Obama also called for us to emulate the South Korean school system where students go a month longer than kids in this country do. I applaud Obama for not looking to Canada which has the second best school system in the world behind only Finland, but which remains a hotbed of liberalism and socialized medicine. According to the Mathematics Association of America, “Most of the top countries pay their starting teachers a salary equivalent to about 95% of national GDP per capita. South Korea pays 141%. In the United States, average starting salaries for teachers are at 81% of national GDP per capita. With avergae ntional GDP in the US currently at $46,000, 81% means an average starting salary of a bit over $37,000. To raise starting salaries to 95% of US GDP per capita, this would have to rise to almost $44,000″ and 141% would be over $60,000 to start, but we’re America and if we can’t get a first class education for third world wages, we might as well just give up now. I would also hope we can avoid South Korea’s huge teen suicide epidemic which is often blamed on high stakes testing.
Now, Obama wants to increase funding for teacher salaries, but he is wisely tying this increase to merit pay. I really love this idea because it assures us of getting what we pay for. The problem with education is how lazy so many teachers are. They sit at their desks all day sipping their expensive coffee and not paying any attention to what theri students are doing. What about the lazy cops who hang out in the doughnut shop or the lazy firemen who don’t want to run into a burning building though?
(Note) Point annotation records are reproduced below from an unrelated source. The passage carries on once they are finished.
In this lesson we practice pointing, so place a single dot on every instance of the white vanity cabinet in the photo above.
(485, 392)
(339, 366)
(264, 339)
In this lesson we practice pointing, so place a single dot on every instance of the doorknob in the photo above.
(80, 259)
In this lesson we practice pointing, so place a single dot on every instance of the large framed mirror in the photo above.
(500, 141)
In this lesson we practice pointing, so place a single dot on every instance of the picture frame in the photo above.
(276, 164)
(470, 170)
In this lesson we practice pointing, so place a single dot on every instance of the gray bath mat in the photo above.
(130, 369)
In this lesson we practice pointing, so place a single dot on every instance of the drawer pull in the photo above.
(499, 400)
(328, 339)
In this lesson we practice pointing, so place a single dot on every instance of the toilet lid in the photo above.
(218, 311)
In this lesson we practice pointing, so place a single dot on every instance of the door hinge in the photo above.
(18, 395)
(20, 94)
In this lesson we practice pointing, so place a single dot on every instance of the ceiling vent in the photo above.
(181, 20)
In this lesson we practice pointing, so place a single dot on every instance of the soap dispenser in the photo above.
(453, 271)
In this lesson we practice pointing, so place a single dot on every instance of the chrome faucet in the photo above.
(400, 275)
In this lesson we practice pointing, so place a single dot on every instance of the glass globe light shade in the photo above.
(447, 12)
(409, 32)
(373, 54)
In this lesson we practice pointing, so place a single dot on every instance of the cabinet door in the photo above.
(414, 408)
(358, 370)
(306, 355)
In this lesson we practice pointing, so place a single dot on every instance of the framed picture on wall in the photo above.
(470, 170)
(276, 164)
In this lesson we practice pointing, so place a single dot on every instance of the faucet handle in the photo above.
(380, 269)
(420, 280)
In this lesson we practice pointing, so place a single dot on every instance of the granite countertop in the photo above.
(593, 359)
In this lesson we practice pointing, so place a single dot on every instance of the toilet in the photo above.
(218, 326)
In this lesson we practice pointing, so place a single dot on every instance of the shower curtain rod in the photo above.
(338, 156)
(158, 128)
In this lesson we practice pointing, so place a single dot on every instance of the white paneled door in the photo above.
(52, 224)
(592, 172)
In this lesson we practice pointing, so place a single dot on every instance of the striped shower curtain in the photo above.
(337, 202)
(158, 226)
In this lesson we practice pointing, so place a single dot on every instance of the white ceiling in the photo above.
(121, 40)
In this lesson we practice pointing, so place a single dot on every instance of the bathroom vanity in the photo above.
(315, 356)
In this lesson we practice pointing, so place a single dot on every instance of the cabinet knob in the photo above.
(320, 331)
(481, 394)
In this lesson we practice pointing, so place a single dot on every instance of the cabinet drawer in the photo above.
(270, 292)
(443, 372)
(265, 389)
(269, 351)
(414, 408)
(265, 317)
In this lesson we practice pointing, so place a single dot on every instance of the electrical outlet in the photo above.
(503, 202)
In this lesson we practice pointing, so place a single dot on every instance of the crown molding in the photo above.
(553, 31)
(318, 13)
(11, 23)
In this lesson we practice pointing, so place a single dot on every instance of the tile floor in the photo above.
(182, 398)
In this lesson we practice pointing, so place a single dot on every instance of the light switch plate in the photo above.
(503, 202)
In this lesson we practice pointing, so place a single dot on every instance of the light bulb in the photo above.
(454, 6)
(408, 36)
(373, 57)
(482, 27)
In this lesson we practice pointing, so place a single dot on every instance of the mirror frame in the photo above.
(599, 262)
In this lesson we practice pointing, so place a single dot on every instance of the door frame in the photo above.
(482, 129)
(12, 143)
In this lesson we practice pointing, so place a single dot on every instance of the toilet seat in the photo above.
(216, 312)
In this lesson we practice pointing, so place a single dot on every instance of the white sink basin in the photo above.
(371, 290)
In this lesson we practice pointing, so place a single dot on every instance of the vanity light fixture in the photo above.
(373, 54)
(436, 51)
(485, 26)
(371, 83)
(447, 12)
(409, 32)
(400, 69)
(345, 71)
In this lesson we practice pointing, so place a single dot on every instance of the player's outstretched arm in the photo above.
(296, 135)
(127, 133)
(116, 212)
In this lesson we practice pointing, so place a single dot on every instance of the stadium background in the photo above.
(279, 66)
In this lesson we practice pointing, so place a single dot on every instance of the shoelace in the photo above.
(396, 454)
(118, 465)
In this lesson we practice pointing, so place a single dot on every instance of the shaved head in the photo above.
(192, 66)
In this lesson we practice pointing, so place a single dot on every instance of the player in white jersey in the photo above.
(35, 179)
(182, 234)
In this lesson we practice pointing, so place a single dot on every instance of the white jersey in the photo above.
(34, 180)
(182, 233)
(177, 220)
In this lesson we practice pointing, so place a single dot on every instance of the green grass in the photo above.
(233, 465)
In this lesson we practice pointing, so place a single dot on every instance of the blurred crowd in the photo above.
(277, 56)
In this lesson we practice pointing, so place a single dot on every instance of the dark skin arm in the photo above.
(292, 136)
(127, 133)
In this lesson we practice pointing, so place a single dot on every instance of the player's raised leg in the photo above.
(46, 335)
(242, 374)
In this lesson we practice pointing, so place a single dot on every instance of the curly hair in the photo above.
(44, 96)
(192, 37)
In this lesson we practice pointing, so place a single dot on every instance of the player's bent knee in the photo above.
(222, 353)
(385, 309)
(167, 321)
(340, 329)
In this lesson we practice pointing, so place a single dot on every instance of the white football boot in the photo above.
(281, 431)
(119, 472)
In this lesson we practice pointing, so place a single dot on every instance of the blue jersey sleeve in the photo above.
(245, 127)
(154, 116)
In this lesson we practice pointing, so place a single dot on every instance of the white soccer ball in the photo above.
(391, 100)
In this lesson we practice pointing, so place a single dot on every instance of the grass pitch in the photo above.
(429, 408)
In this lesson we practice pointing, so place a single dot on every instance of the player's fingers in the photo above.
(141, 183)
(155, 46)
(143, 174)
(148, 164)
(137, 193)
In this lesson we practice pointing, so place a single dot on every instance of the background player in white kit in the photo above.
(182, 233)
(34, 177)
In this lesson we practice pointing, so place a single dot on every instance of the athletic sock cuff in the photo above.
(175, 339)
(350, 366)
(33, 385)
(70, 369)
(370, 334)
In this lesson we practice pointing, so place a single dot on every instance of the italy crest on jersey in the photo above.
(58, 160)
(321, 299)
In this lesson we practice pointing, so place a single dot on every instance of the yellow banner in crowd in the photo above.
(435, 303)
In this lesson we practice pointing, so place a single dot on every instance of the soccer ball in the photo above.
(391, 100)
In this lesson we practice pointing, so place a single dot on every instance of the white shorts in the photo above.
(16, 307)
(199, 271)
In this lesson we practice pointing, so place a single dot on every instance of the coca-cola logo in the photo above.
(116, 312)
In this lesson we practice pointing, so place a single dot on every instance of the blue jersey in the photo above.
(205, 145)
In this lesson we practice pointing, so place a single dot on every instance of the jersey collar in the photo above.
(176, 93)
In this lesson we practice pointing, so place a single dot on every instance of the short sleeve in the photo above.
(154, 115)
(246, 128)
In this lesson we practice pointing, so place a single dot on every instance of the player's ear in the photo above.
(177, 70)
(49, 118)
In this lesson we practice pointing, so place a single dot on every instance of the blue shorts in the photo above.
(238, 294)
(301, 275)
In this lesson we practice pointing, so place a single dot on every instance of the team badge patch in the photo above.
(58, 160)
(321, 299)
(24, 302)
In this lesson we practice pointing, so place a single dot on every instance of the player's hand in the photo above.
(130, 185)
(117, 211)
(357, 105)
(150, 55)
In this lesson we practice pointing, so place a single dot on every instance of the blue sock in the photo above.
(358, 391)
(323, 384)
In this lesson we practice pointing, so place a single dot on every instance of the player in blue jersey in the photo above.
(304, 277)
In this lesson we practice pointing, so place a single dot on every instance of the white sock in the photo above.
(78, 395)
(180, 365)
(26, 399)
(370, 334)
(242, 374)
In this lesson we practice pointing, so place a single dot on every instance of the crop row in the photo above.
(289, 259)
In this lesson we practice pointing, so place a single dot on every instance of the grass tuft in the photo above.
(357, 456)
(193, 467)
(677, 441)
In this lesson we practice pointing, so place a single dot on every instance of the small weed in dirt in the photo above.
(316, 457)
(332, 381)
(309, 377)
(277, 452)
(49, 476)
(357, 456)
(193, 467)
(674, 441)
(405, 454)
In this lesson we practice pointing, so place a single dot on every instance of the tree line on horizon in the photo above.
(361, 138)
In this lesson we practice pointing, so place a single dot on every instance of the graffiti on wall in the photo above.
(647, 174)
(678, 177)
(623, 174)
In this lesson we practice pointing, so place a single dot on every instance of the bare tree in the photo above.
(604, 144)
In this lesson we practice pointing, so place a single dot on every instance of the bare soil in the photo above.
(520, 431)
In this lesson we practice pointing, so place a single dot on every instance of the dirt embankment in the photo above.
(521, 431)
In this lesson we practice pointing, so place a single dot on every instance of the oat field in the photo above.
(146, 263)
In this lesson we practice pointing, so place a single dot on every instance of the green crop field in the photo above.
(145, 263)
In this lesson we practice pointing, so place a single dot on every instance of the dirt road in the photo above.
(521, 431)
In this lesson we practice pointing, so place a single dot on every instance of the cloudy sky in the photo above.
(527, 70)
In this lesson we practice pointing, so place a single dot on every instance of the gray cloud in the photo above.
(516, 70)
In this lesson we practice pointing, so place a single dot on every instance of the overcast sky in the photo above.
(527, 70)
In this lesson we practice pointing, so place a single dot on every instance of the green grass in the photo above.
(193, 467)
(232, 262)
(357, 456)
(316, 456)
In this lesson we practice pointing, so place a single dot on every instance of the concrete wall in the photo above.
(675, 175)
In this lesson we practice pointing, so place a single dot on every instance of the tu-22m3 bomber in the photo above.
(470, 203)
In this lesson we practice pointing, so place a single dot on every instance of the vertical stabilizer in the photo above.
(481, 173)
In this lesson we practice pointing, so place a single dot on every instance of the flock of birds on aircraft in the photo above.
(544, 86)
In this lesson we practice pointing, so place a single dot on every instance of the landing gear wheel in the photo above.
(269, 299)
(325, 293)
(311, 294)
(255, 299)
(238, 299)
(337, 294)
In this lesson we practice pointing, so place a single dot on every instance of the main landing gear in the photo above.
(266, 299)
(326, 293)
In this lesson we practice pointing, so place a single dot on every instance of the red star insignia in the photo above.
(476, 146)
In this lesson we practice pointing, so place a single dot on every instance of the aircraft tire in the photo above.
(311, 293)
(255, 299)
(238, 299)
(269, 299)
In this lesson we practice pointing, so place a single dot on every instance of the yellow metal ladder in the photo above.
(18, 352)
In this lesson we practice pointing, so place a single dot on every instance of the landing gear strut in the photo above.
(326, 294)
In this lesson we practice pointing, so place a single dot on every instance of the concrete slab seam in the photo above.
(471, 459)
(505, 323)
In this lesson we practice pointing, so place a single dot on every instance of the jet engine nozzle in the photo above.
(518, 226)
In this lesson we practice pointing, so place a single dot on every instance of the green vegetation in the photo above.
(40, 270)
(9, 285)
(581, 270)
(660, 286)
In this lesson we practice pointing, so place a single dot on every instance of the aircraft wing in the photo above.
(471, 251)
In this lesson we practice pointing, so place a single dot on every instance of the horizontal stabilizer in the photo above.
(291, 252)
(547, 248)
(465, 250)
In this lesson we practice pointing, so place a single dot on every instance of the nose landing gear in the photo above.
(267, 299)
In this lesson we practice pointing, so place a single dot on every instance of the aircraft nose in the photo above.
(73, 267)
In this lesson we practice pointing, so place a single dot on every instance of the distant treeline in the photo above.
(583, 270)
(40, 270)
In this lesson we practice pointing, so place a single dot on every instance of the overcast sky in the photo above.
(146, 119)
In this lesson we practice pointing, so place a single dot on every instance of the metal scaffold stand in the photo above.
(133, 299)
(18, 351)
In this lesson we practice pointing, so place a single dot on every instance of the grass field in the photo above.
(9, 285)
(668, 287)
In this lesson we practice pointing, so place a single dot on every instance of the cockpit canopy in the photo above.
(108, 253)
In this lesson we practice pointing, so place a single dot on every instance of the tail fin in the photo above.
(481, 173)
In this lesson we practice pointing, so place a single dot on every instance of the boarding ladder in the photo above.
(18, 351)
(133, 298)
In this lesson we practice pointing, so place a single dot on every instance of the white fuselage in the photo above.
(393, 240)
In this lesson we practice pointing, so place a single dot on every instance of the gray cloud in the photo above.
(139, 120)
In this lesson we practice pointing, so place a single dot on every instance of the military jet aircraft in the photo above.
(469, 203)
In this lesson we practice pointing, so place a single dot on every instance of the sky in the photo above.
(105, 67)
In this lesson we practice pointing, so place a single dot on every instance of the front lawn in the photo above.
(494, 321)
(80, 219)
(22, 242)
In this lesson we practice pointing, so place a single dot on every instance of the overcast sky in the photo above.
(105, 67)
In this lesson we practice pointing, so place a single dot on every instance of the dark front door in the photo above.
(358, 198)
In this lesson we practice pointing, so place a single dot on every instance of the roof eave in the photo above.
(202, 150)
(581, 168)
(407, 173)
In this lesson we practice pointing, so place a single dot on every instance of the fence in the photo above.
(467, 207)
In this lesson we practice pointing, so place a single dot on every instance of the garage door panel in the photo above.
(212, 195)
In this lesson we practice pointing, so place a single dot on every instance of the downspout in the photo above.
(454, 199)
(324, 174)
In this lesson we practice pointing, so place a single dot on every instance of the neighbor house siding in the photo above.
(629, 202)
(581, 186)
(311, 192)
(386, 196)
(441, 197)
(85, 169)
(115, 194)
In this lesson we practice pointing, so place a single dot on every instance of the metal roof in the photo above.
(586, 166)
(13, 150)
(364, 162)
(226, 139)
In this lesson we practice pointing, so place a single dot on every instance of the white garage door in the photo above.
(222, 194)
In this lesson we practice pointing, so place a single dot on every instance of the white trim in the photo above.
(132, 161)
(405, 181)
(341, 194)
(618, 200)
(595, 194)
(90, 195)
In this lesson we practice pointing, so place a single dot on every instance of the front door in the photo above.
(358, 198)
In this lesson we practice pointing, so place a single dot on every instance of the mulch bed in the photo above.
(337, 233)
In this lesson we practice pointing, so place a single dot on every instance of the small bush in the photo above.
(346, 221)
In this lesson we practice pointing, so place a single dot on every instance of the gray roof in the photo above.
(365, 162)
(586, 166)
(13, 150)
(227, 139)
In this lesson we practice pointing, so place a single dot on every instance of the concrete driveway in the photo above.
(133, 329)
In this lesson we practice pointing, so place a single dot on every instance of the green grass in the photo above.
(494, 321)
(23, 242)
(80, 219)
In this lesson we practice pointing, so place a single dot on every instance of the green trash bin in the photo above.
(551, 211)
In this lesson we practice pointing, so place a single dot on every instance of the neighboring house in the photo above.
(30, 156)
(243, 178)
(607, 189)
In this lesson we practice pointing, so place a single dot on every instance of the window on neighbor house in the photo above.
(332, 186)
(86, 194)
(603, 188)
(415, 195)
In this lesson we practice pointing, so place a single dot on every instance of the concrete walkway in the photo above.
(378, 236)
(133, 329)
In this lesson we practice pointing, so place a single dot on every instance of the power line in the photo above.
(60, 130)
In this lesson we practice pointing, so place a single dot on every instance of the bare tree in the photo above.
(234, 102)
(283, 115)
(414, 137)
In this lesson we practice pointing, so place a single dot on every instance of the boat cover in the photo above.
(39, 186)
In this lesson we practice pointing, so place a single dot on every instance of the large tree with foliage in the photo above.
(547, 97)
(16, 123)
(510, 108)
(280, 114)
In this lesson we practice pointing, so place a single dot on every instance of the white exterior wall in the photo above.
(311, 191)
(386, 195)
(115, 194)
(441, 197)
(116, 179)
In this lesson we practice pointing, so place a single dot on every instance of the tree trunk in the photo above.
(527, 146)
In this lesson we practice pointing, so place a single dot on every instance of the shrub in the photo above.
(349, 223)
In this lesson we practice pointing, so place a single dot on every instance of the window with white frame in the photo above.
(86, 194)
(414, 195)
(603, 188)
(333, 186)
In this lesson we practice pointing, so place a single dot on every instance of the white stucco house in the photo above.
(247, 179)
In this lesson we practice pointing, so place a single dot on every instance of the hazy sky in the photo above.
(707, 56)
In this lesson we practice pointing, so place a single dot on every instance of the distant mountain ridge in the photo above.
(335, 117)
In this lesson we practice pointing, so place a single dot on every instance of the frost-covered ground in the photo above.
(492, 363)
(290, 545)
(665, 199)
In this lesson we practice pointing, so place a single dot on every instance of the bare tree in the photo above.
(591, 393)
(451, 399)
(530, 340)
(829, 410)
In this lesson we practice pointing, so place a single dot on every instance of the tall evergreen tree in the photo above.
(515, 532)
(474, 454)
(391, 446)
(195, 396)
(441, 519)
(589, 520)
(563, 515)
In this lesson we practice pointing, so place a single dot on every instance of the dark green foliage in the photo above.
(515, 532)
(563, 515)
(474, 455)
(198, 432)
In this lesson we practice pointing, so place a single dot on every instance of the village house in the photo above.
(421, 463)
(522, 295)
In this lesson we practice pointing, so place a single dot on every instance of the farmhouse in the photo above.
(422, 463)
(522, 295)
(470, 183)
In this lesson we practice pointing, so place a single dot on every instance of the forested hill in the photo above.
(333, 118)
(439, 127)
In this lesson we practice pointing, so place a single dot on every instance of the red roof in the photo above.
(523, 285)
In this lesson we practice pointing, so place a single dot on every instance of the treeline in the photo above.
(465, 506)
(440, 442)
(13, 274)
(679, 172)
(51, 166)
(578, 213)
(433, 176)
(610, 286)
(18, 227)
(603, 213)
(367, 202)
Let’s face it teachers aren’t the only lazy government workers on easy street.
Which is more valuable to a city–The cop who sits in his comfortable car all day or the one who is busting his back writing speeding tickets? Is the city getting its money’s worth for the fireman who sits around the station watching televsion all day or the one who is putting out fires? These people should also be put on incentive pay. Let’s allow cops to keep 20% of all ticket money they raise. Let’s give our firemen $100 for every burning building they enter. That’ll get them off their behinds. In the unfortunate event that you had to go to a public hospital, wouldn’t you want to know the doctor’s salary was being tied into his patients’ survival rates? Let’s truly make this a merit based society. For once, Obama and I seem to agree on something.